The treatment recommendation in case of skin metastases of RCC is surgery, if the tumor is symptomatic, completed by tyrosine-kinase inhibitor treatment (Sunitinib, Sorafenib), which we have performed in our patient’s case [2], [3], [7], [12]. Some authors suggest that radiotherapy followed by chemotherapy could have good results in the treatment of solitary skin metastasis [2], but in our case the multitude of visceral metastases and the aggressiveness of the metastatic progression made us decide that surgery was the best therapeutic approach.

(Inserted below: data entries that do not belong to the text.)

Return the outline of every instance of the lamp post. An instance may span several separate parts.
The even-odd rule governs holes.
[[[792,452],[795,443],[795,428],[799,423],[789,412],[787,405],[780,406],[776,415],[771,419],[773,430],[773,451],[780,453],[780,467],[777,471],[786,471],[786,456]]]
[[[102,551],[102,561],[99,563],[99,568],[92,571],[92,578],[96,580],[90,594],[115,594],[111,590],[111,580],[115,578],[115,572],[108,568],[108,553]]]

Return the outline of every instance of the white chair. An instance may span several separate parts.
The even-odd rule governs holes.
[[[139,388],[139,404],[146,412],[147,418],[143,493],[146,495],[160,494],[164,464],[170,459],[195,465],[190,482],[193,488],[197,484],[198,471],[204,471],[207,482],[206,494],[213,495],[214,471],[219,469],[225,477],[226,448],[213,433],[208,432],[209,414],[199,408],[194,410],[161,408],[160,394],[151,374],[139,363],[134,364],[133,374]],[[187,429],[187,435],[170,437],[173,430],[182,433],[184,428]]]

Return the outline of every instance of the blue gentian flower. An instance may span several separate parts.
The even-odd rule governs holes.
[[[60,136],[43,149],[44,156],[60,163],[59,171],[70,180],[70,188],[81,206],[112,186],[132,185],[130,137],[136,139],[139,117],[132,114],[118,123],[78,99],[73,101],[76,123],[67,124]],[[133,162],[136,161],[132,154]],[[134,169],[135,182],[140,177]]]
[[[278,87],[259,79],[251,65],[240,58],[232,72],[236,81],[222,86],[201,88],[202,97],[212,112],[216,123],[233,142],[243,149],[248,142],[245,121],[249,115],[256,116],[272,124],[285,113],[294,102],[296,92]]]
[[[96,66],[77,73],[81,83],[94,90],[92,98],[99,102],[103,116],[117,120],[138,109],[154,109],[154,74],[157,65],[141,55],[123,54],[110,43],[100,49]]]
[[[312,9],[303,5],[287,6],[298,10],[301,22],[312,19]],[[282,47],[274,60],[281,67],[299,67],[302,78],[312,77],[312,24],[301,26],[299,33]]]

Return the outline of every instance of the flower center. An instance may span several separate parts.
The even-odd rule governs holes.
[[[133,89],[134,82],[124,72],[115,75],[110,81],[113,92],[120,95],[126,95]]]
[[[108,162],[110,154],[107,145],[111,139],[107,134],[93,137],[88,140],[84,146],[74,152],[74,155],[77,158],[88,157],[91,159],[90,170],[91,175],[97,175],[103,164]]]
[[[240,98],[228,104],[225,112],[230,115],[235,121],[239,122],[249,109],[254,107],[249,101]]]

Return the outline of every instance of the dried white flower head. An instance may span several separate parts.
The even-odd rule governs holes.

Unfortunately, the prognosis of our patient is extremely poor considering the rapid progression of the metastatic disease under tyrosine-kinase inhibitor treatment and the development of unusual metastases: axilla and lower limb muscles. At this moment, approximately 10–13% of all cases have a 5-year survival rate in metastatic renal cell carcinoma after the surgical treatment of RCC solitary metastasis [2], [5], [13]. In case of skin metastasis, the survival rates are even lower: 6–12 months [2].
4. Conclusions
After the initial diagnosis and treatment of renal cell carcinoma there is always the risk of metastatic disease development. Although rare, skin metastases can occur in patients with RCC as a late manifestation of the disease. Particular to our patient’s case were the unusual occurrence of the axillary skin metastasis, the symptoms generated by metastasis and the fulminating progression of the metastatic disease. Unfortunately, the prognosis of the metastatic RCC with skin metastases is, in most cases, unfavorable. The contribution of our case report resides in the fact that it completes the frame of rare oncologic situations and it consolidates the data published on the topic so far.
Conflicts of interest
We have no conflict of interest regarding the publication of the article.
Funding
We have no funding source for the publication of the articles other than ourselves.
Ethical approval
Our article is a case report and did not require any experimental treatments for our patient.
Consent
The patient was informed about the publication of the case in a surgery journal and he signed a written consent regarding the publication of its case.
Author contributions
Each author contributed in an equal measure in the process of editing the article.
Guarantor
The guarantor for our article is Dr Badiu Cristinel Dumitru (first author).